Maurice was unable to avoid the tag as she dove to one side to avoid Walters and hit her head on the ground as she landed. Both players remained on the ground for some time as the Aggies completed an inning-ending double play.

There’s a couple of things going on in this play and the subsequent ejection.

First, UCLA wanted an obstruction call on the play at the plate. This is a classic example of two players doing what they are supposed to be doing and ending up in the same space. Texas A&M catcher Ashley Walters was trying to catch a bad throw. UCLA runner Gabrielle Maurice was trying to score.

NCAA Softball Secretary and Rules Editor Vickie Van Kleeck disagreed with the way [UCLA Head Coach] Inouye-Perez and [Assistant Coach Lisa] Fernandez saw the play.

“The fielder has the right to field the errant throw, and the base runner has the right to run to home plate, and then we have a collision,” Van Kleeck said. “It’s not an obstruction issue. They both had a right to be where they were, and unfortunately, they came together and made contact. Obstruction doesn’t enter into that particular play.”

As you can see in the video above, Inouye-Perez and Fernandez come out to argue the play and demand an obstruction call which would negate the out and score the run.

There are several problems.

First, we have no idea why Fernandez is out on the field. She’s an assistant coach. She should have been told to get back in her dugout. While the umpire tries to block her off of the home plate umpire, that’s really not good enough. The base umpires should have been telling her to go away. An assistant coach doesn’t have a voice in discussions like that.

Secondly, the obviously Fernandez says something that causes the umpire to eject her. Fernandez ran around the base umpire and while the home plate umpire is backing up, contacts her.

In the real world we call that contact an “assault.”

Incredibly, after the ejection, UCLA tried to say that what Fernandez had done was right and acceptable.

I’m proud … we have each other’s backs and we will fight for each and every one of you. You fight for each other. #GoBruins #WCWS pic.twitter.com/DckYlPTZam

— UCLA Softball (@UCLASoftball) June 3, 2017

You’re proud that an assistant coach was so out of control that she committed an act of violence against another person much less an authority figure?

Hold your hand up if you think the coach would be “proud” of a player that disagreed with a decision the coach made and then decided to attack her.

Inouye-Perez had this interview for the PAC12 Network:

We realize that Inouye-Perez is trying to put a spin on what happened, but the bottom line is Fernandez attacked an umpire. An assistant coach on Inouye-Perez’s staff lost her mind so much that she assaulted an umpire. It almost seems that Inouye-Perez is justifying the assault because of the passion and emotions of the game.

Does that mean that Inouye-Perez and UCLA condones cases of violence after heated words are exchanged between people? Would Inouye-Perez condone a man or a woman pushing someone in a domestic dispute?

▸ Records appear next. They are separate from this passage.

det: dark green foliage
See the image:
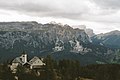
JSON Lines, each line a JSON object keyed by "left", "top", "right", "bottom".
{"left": 80, "top": 64, "right": 120, "bottom": 80}
{"left": 1, "top": 56, "right": 120, "bottom": 80}
{"left": 43, "top": 55, "right": 81, "bottom": 80}
{"left": 44, "top": 55, "right": 57, "bottom": 80}
{"left": 0, "top": 64, "right": 15, "bottom": 80}
{"left": 58, "top": 59, "right": 80, "bottom": 80}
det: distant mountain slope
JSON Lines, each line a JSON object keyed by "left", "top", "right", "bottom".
{"left": 92, "top": 30, "right": 120, "bottom": 48}
{"left": 0, "top": 22, "right": 118, "bottom": 65}
{"left": 0, "top": 22, "right": 91, "bottom": 62}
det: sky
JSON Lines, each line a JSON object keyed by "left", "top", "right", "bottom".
{"left": 0, "top": 0, "right": 120, "bottom": 34}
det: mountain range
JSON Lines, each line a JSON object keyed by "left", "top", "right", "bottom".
{"left": 0, "top": 21, "right": 120, "bottom": 65}
{"left": 92, "top": 30, "right": 120, "bottom": 48}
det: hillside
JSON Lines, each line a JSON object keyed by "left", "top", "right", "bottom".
{"left": 0, "top": 22, "right": 119, "bottom": 65}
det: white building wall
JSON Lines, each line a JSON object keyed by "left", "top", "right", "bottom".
{"left": 10, "top": 63, "right": 19, "bottom": 71}
{"left": 20, "top": 54, "right": 27, "bottom": 63}
{"left": 30, "top": 59, "right": 45, "bottom": 69}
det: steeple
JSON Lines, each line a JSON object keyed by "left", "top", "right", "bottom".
{"left": 20, "top": 51, "right": 27, "bottom": 63}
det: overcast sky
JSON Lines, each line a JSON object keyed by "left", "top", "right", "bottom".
{"left": 0, "top": 0, "right": 120, "bottom": 34}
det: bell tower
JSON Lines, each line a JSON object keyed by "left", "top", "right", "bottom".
{"left": 20, "top": 51, "right": 27, "bottom": 63}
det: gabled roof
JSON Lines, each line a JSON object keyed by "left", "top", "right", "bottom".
{"left": 12, "top": 57, "right": 24, "bottom": 65}
{"left": 29, "top": 56, "right": 43, "bottom": 64}
{"left": 12, "top": 55, "right": 45, "bottom": 66}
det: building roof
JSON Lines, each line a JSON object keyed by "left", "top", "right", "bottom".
{"left": 12, "top": 55, "right": 45, "bottom": 66}
{"left": 12, "top": 57, "right": 24, "bottom": 64}
{"left": 29, "top": 56, "right": 43, "bottom": 64}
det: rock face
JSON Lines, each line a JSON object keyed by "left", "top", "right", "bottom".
{"left": 0, "top": 22, "right": 119, "bottom": 65}
{"left": 72, "top": 25, "right": 95, "bottom": 37}
{"left": 85, "top": 29, "right": 95, "bottom": 37}
{"left": 0, "top": 22, "right": 93, "bottom": 62}
{"left": 0, "top": 22, "right": 90, "bottom": 49}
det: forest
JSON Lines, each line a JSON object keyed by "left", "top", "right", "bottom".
{"left": 0, "top": 55, "right": 120, "bottom": 80}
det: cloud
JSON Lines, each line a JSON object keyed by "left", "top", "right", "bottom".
{"left": 91, "top": 0, "right": 120, "bottom": 9}
{"left": 0, "top": 0, "right": 120, "bottom": 34}
{"left": 0, "top": 0, "right": 119, "bottom": 20}
{"left": 0, "top": 0, "right": 119, "bottom": 22}
{"left": 0, "top": 0, "right": 91, "bottom": 19}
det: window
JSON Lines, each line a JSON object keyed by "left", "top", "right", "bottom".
{"left": 20, "top": 58, "right": 22, "bottom": 61}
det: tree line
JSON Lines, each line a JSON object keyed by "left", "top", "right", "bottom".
{"left": 0, "top": 55, "right": 120, "bottom": 80}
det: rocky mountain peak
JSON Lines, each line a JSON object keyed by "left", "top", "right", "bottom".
{"left": 72, "top": 25, "right": 95, "bottom": 37}
{"left": 0, "top": 22, "right": 91, "bottom": 56}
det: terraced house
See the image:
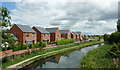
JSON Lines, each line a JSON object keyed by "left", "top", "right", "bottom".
{"left": 60, "top": 30, "right": 71, "bottom": 39}
{"left": 46, "top": 27, "right": 61, "bottom": 42}
{"left": 9, "top": 24, "right": 37, "bottom": 45}
{"left": 32, "top": 26, "right": 50, "bottom": 42}
{"left": 76, "top": 32, "right": 82, "bottom": 40}
{"left": 71, "top": 32, "right": 76, "bottom": 39}
{"left": 73, "top": 32, "right": 79, "bottom": 40}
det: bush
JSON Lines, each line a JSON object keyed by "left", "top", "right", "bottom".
{"left": 56, "top": 38, "right": 74, "bottom": 45}
{"left": 28, "top": 44, "right": 32, "bottom": 49}
{"left": 104, "top": 32, "right": 120, "bottom": 44}
{"left": 41, "top": 42, "right": 46, "bottom": 47}
{"left": 106, "top": 43, "right": 120, "bottom": 58}
{"left": 2, "top": 47, "right": 7, "bottom": 51}
{"left": 22, "top": 44, "right": 27, "bottom": 50}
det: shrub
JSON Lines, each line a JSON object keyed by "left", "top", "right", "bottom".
{"left": 56, "top": 38, "right": 74, "bottom": 45}
{"left": 2, "top": 47, "right": 7, "bottom": 51}
{"left": 106, "top": 43, "right": 120, "bottom": 58}
{"left": 28, "top": 44, "right": 32, "bottom": 49}
{"left": 104, "top": 32, "right": 120, "bottom": 44}
{"left": 22, "top": 44, "right": 27, "bottom": 50}
{"left": 41, "top": 42, "right": 46, "bottom": 47}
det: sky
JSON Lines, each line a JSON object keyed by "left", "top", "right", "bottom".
{"left": 1, "top": 0, "right": 119, "bottom": 35}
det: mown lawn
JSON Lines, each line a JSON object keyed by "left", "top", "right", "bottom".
{"left": 80, "top": 44, "right": 115, "bottom": 68}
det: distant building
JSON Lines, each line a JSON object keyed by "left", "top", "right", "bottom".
{"left": 46, "top": 27, "right": 61, "bottom": 42}
{"left": 71, "top": 32, "right": 76, "bottom": 39}
{"left": 72, "top": 32, "right": 79, "bottom": 40}
{"left": 76, "top": 32, "right": 82, "bottom": 40}
{"left": 32, "top": 26, "right": 50, "bottom": 42}
{"left": 9, "top": 24, "right": 37, "bottom": 45}
{"left": 60, "top": 30, "right": 71, "bottom": 39}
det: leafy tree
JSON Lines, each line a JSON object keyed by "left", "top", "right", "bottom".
{"left": 1, "top": 6, "right": 16, "bottom": 47}
{"left": 117, "top": 19, "right": 120, "bottom": 32}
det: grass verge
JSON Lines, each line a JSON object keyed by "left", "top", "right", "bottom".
{"left": 2, "top": 40, "right": 103, "bottom": 68}
{"left": 80, "top": 44, "right": 115, "bottom": 68}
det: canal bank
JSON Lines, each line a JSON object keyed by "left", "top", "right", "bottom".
{"left": 3, "top": 41, "right": 103, "bottom": 69}
{"left": 20, "top": 43, "right": 104, "bottom": 69}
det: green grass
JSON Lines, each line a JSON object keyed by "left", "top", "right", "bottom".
{"left": 2, "top": 40, "right": 103, "bottom": 68}
{"left": 80, "top": 44, "right": 115, "bottom": 68}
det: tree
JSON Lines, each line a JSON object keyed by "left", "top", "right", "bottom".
{"left": 117, "top": 19, "right": 120, "bottom": 32}
{"left": 0, "top": 6, "right": 16, "bottom": 47}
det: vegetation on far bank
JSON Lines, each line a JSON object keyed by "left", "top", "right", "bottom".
{"left": 2, "top": 40, "right": 102, "bottom": 68}
{"left": 80, "top": 44, "right": 120, "bottom": 68}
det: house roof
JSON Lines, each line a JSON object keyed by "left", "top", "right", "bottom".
{"left": 46, "top": 27, "right": 58, "bottom": 33}
{"left": 73, "top": 32, "right": 79, "bottom": 35}
{"left": 33, "top": 26, "right": 50, "bottom": 33}
{"left": 15, "top": 24, "right": 36, "bottom": 33}
{"left": 71, "top": 32, "right": 76, "bottom": 35}
{"left": 76, "top": 32, "right": 81, "bottom": 35}
{"left": 60, "top": 30, "right": 69, "bottom": 34}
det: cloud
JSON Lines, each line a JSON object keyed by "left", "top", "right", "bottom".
{"left": 9, "top": 0, "right": 118, "bottom": 35}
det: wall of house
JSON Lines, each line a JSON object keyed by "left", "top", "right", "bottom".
{"left": 71, "top": 34, "right": 76, "bottom": 39}
{"left": 80, "top": 32, "right": 82, "bottom": 39}
{"left": 32, "top": 27, "right": 41, "bottom": 42}
{"left": 61, "top": 34, "right": 67, "bottom": 39}
{"left": 23, "top": 33, "right": 37, "bottom": 44}
{"left": 55, "top": 28, "right": 61, "bottom": 41}
{"left": 67, "top": 30, "right": 71, "bottom": 38}
{"left": 9, "top": 24, "right": 23, "bottom": 43}
{"left": 50, "top": 33, "right": 55, "bottom": 42}
{"left": 41, "top": 33, "right": 50, "bottom": 42}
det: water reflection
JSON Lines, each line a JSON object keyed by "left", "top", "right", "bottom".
{"left": 21, "top": 43, "right": 104, "bottom": 69}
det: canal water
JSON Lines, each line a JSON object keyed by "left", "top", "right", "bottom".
{"left": 21, "top": 43, "right": 104, "bottom": 69}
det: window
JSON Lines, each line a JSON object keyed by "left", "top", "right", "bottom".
{"left": 27, "top": 34, "right": 29, "bottom": 37}
{"left": 25, "top": 40, "right": 31, "bottom": 45}
{"left": 51, "top": 34, "right": 52, "bottom": 37}
{"left": 57, "top": 34, "right": 59, "bottom": 37}
{"left": 43, "top": 34, "right": 45, "bottom": 37}
{"left": 47, "top": 34, "right": 49, "bottom": 37}
{"left": 32, "top": 33, "right": 35, "bottom": 37}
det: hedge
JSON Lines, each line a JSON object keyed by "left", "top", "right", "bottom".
{"left": 56, "top": 38, "right": 74, "bottom": 45}
{"left": 2, "top": 41, "right": 47, "bottom": 52}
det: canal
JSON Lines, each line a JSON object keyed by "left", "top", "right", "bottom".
{"left": 21, "top": 43, "right": 104, "bottom": 69}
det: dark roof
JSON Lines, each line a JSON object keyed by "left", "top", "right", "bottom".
{"left": 15, "top": 24, "right": 36, "bottom": 33}
{"left": 71, "top": 32, "right": 75, "bottom": 35}
{"left": 76, "top": 32, "right": 81, "bottom": 35}
{"left": 73, "top": 32, "right": 79, "bottom": 35}
{"left": 60, "top": 30, "right": 69, "bottom": 34}
{"left": 46, "top": 27, "right": 58, "bottom": 33}
{"left": 33, "top": 26, "right": 49, "bottom": 33}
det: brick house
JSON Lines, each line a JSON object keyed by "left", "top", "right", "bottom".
{"left": 71, "top": 32, "right": 76, "bottom": 39}
{"left": 76, "top": 32, "right": 82, "bottom": 39}
{"left": 32, "top": 26, "right": 50, "bottom": 42}
{"left": 9, "top": 24, "right": 37, "bottom": 45}
{"left": 60, "top": 30, "right": 71, "bottom": 39}
{"left": 73, "top": 32, "right": 79, "bottom": 40}
{"left": 46, "top": 27, "right": 61, "bottom": 42}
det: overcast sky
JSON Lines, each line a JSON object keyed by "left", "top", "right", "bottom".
{"left": 2, "top": 0, "right": 119, "bottom": 35}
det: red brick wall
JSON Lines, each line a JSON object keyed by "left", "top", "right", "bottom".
{"left": 80, "top": 32, "right": 82, "bottom": 39}
{"left": 23, "top": 33, "right": 37, "bottom": 44}
{"left": 67, "top": 30, "right": 71, "bottom": 38}
{"left": 9, "top": 24, "right": 23, "bottom": 43}
{"left": 71, "top": 34, "right": 76, "bottom": 39}
{"left": 9, "top": 24, "right": 37, "bottom": 44}
{"left": 50, "top": 33, "right": 55, "bottom": 42}
{"left": 55, "top": 28, "right": 61, "bottom": 41}
{"left": 32, "top": 27, "right": 41, "bottom": 42}
{"left": 41, "top": 33, "right": 50, "bottom": 42}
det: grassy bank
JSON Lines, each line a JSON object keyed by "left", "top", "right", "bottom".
{"left": 80, "top": 44, "right": 118, "bottom": 68}
{"left": 2, "top": 40, "right": 103, "bottom": 68}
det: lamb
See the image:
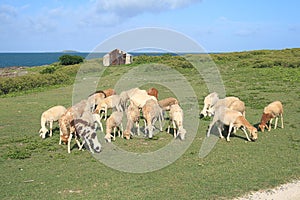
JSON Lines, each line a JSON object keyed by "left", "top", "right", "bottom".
{"left": 200, "top": 92, "right": 245, "bottom": 118}
{"left": 39, "top": 105, "right": 67, "bottom": 139}
{"left": 258, "top": 101, "right": 284, "bottom": 132}
{"left": 167, "top": 104, "right": 186, "bottom": 140}
{"left": 93, "top": 94, "right": 123, "bottom": 120}
{"left": 105, "top": 111, "right": 124, "bottom": 142}
{"left": 142, "top": 99, "right": 164, "bottom": 139}
{"left": 207, "top": 106, "right": 258, "bottom": 142}
{"left": 123, "top": 102, "right": 140, "bottom": 139}
{"left": 147, "top": 87, "right": 159, "bottom": 99}
{"left": 158, "top": 97, "right": 179, "bottom": 111}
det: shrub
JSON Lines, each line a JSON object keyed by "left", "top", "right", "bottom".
{"left": 59, "top": 54, "right": 84, "bottom": 65}
{"left": 40, "top": 66, "right": 57, "bottom": 74}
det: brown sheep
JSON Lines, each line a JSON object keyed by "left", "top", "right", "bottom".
{"left": 258, "top": 101, "right": 284, "bottom": 132}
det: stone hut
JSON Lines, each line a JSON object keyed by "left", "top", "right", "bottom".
{"left": 103, "top": 49, "right": 133, "bottom": 66}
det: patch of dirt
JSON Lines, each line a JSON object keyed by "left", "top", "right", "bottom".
{"left": 235, "top": 180, "right": 300, "bottom": 200}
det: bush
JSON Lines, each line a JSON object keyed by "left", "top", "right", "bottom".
{"left": 59, "top": 54, "right": 84, "bottom": 65}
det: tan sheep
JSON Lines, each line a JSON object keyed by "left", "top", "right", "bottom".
{"left": 124, "top": 102, "right": 140, "bottom": 139}
{"left": 142, "top": 99, "right": 164, "bottom": 139}
{"left": 39, "top": 105, "right": 67, "bottom": 139}
{"left": 207, "top": 107, "right": 258, "bottom": 142}
{"left": 105, "top": 111, "right": 124, "bottom": 142}
{"left": 167, "top": 104, "right": 186, "bottom": 140}
{"left": 259, "top": 101, "right": 284, "bottom": 132}
{"left": 93, "top": 94, "right": 123, "bottom": 120}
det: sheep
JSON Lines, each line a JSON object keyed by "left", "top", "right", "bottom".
{"left": 93, "top": 94, "right": 123, "bottom": 120}
{"left": 147, "top": 87, "right": 159, "bottom": 99}
{"left": 142, "top": 99, "right": 164, "bottom": 139}
{"left": 258, "top": 101, "right": 284, "bottom": 132}
{"left": 87, "top": 90, "right": 106, "bottom": 111}
{"left": 200, "top": 92, "right": 245, "bottom": 118}
{"left": 120, "top": 87, "right": 157, "bottom": 109}
{"left": 158, "top": 97, "right": 179, "bottom": 111}
{"left": 59, "top": 100, "right": 101, "bottom": 153}
{"left": 105, "top": 111, "right": 124, "bottom": 143}
{"left": 167, "top": 104, "right": 186, "bottom": 140}
{"left": 39, "top": 105, "right": 67, "bottom": 139}
{"left": 207, "top": 106, "right": 258, "bottom": 142}
{"left": 123, "top": 102, "right": 140, "bottom": 139}
{"left": 72, "top": 110, "right": 102, "bottom": 154}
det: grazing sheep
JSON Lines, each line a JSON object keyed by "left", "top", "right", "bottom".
{"left": 59, "top": 100, "right": 102, "bottom": 153}
{"left": 142, "top": 99, "right": 164, "bottom": 139}
{"left": 147, "top": 87, "right": 159, "bottom": 99}
{"left": 93, "top": 94, "right": 123, "bottom": 120}
{"left": 200, "top": 92, "right": 245, "bottom": 118}
{"left": 259, "top": 101, "right": 284, "bottom": 132}
{"left": 207, "top": 107, "right": 258, "bottom": 142}
{"left": 120, "top": 88, "right": 157, "bottom": 109}
{"left": 167, "top": 104, "right": 186, "bottom": 140}
{"left": 124, "top": 102, "right": 140, "bottom": 139}
{"left": 87, "top": 90, "right": 106, "bottom": 112}
{"left": 39, "top": 105, "right": 67, "bottom": 139}
{"left": 105, "top": 111, "right": 124, "bottom": 142}
{"left": 158, "top": 97, "right": 179, "bottom": 111}
{"left": 72, "top": 110, "right": 102, "bottom": 154}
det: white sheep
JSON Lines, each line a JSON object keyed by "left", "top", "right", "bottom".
{"left": 142, "top": 99, "right": 164, "bottom": 139}
{"left": 123, "top": 102, "right": 140, "bottom": 139}
{"left": 93, "top": 94, "right": 123, "bottom": 120}
{"left": 120, "top": 87, "right": 157, "bottom": 109}
{"left": 39, "top": 105, "right": 67, "bottom": 139}
{"left": 105, "top": 111, "right": 124, "bottom": 142}
{"left": 167, "top": 104, "right": 186, "bottom": 140}
{"left": 258, "top": 101, "right": 284, "bottom": 132}
{"left": 200, "top": 92, "right": 245, "bottom": 118}
{"left": 207, "top": 106, "right": 258, "bottom": 142}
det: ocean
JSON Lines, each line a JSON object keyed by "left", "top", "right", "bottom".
{"left": 0, "top": 52, "right": 105, "bottom": 68}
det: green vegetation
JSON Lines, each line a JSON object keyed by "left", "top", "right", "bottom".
{"left": 0, "top": 49, "right": 299, "bottom": 199}
{"left": 59, "top": 54, "right": 84, "bottom": 65}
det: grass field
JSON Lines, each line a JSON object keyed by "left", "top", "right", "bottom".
{"left": 0, "top": 49, "right": 299, "bottom": 199}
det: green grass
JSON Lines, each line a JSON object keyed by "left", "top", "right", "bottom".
{"left": 0, "top": 49, "right": 299, "bottom": 199}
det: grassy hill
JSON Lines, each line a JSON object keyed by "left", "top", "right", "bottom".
{"left": 0, "top": 49, "right": 299, "bottom": 199}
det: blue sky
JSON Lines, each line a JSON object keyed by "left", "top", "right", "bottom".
{"left": 0, "top": 0, "right": 299, "bottom": 52}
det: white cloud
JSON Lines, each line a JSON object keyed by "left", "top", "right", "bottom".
{"left": 80, "top": 0, "right": 201, "bottom": 26}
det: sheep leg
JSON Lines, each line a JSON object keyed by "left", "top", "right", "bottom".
{"left": 274, "top": 117, "right": 278, "bottom": 129}
{"left": 120, "top": 123, "right": 124, "bottom": 138}
{"left": 207, "top": 116, "right": 218, "bottom": 137}
{"left": 49, "top": 120, "right": 53, "bottom": 137}
{"left": 113, "top": 127, "right": 116, "bottom": 141}
{"left": 167, "top": 120, "right": 171, "bottom": 134}
{"left": 67, "top": 134, "right": 72, "bottom": 153}
{"left": 104, "top": 105, "right": 108, "bottom": 120}
{"left": 226, "top": 124, "right": 234, "bottom": 142}
{"left": 268, "top": 118, "right": 273, "bottom": 131}
{"left": 136, "top": 121, "right": 140, "bottom": 136}
{"left": 241, "top": 127, "right": 251, "bottom": 141}
{"left": 172, "top": 121, "right": 177, "bottom": 138}
{"left": 217, "top": 124, "right": 224, "bottom": 139}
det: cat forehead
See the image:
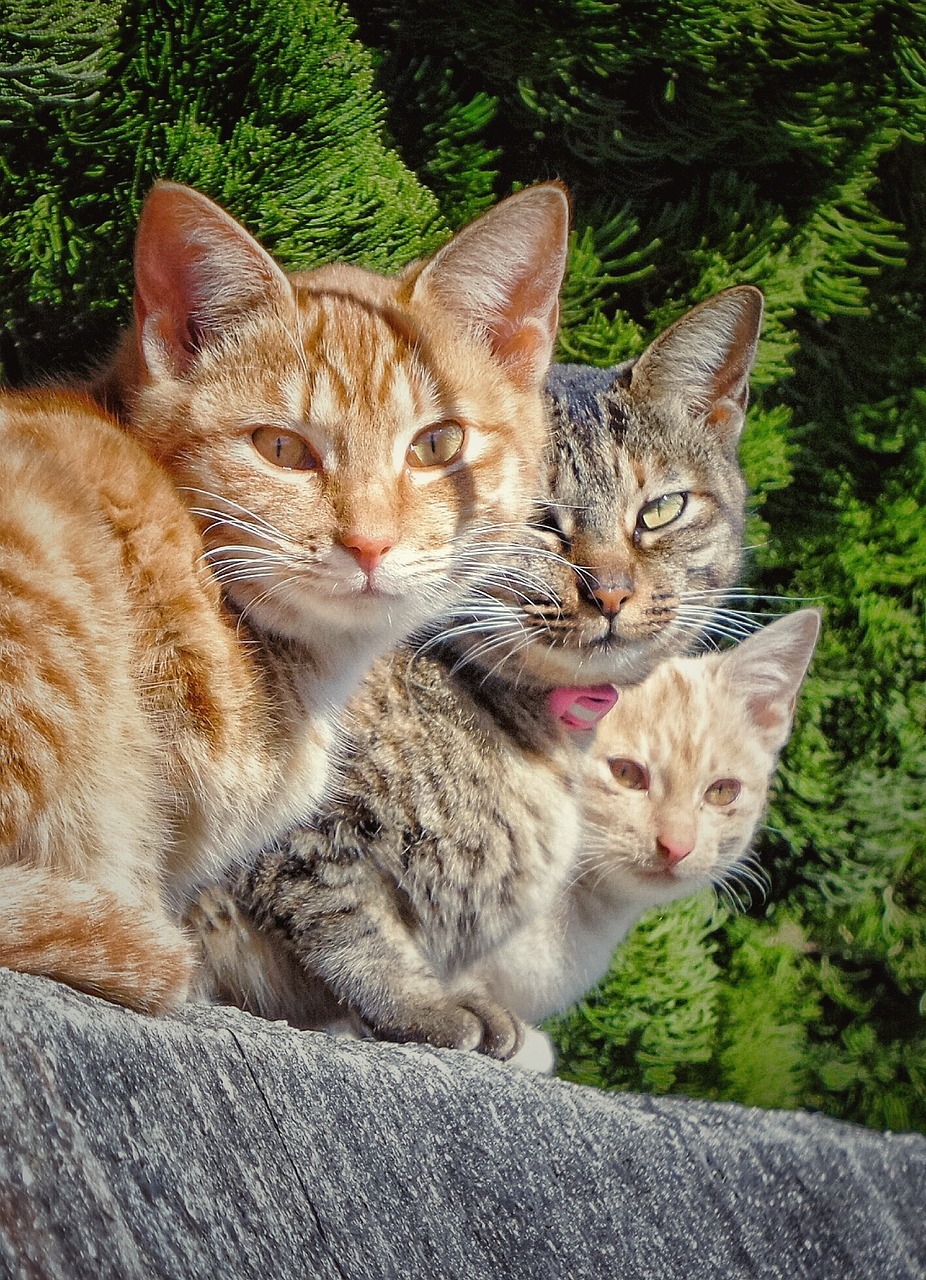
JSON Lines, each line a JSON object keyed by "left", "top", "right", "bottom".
{"left": 188, "top": 289, "right": 442, "bottom": 431}
{"left": 293, "top": 300, "right": 438, "bottom": 427}
{"left": 290, "top": 260, "right": 404, "bottom": 311}
{"left": 546, "top": 382, "right": 710, "bottom": 485}
{"left": 596, "top": 660, "right": 765, "bottom": 769}
{"left": 291, "top": 283, "right": 424, "bottom": 367}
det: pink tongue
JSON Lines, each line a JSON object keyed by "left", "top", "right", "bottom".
{"left": 547, "top": 684, "right": 619, "bottom": 731}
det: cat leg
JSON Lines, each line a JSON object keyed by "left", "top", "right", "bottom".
{"left": 185, "top": 881, "right": 347, "bottom": 1030}
{"left": 240, "top": 837, "right": 525, "bottom": 1059}
{"left": 0, "top": 867, "right": 193, "bottom": 1015}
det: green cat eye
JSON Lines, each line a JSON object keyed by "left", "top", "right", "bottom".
{"left": 609, "top": 759, "right": 649, "bottom": 791}
{"left": 252, "top": 426, "right": 318, "bottom": 471}
{"left": 407, "top": 421, "right": 466, "bottom": 469}
{"left": 705, "top": 779, "right": 741, "bottom": 806}
{"left": 638, "top": 492, "right": 687, "bottom": 530}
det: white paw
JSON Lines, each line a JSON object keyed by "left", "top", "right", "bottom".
{"left": 507, "top": 1026, "right": 556, "bottom": 1074}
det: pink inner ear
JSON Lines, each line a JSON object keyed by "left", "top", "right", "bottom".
{"left": 491, "top": 316, "right": 552, "bottom": 390}
{"left": 133, "top": 194, "right": 217, "bottom": 378}
{"left": 747, "top": 692, "right": 794, "bottom": 738}
{"left": 413, "top": 184, "right": 568, "bottom": 392}
{"left": 709, "top": 300, "right": 762, "bottom": 412}
{"left": 132, "top": 182, "right": 292, "bottom": 381}
{"left": 134, "top": 270, "right": 200, "bottom": 378}
{"left": 704, "top": 399, "right": 738, "bottom": 429}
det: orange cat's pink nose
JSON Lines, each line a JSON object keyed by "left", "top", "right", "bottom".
{"left": 657, "top": 834, "right": 695, "bottom": 866}
{"left": 342, "top": 534, "right": 395, "bottom": 576}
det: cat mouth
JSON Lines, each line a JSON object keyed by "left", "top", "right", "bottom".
{"left": 634, "top": 866, "right": 681, "bottom": 882}
{"left": 588, "top": 632, "right": 623, "bottom": 651}
{"left": 586, "top": 619, "right": 660, "bottom": 650}
{"left": 329, "top": 578, "right": 407, "bottom": 603}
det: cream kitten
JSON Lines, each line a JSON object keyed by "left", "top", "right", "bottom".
{"left": 0, "top": 180, "right": 569, "bottom": 1013}
{"left": 481, "top": 609, "right": 822, "bottom": 1069}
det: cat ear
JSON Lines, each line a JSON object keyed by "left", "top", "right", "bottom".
{"left": 409, "top": 183, "right": 570, "bottom": 392}
{"left": 628, "top": 286, "right": 764, "bottom": 440}
{"left": 133, "top": 182, "right": 292, "bottom": 379}
{"left": 724, "top": 609, "right": 822, "bottom": 748}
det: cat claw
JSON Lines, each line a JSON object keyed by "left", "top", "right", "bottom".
{"left": 466, "top": 999, "right": 525, "bottom": 1061}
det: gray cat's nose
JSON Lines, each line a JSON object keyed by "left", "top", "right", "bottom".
{"left": 588, "top": 574, "right": 634, "bottom": 617}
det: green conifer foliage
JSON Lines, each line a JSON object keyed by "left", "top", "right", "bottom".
{"left": 357, "top": 0, "right": 926, "bottom": 1132}
{"left": 2, "top": 0, "right": 923, "bottom": 1134}
{"left": 0, "top": 0, "right": 444, "bottom": 382}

Of course not. Not only that, but the whole thing of “looking for clarity” in the obstruction call is more justification. There are case books, rules and approved rulings on this exact play. There is plenty of “clarity” on the play. What is missing is not “clarity” but UCLA’s lack of understanding of the rules and that is not on the umpires.

For her actions, Fernandez was suspended 2 games.

It’s not enough.

You cannot have coaches from educational institutions assaulting people like that. Obviously Inouye-Perez won’t do anything more, but the UCLA administration should. If not UCLA, then the PAC12 should.

There was a bit of karma to this whole thing. UCLA was eliminated from the Women’s College World Series that night. Fernandez was not at the game and her suspension carries over to next year. The same night, the UCLA men’s team was eliminated from the NCAA Baseball Championship Tournament.

Karma can be a female dog, if you know what we mean.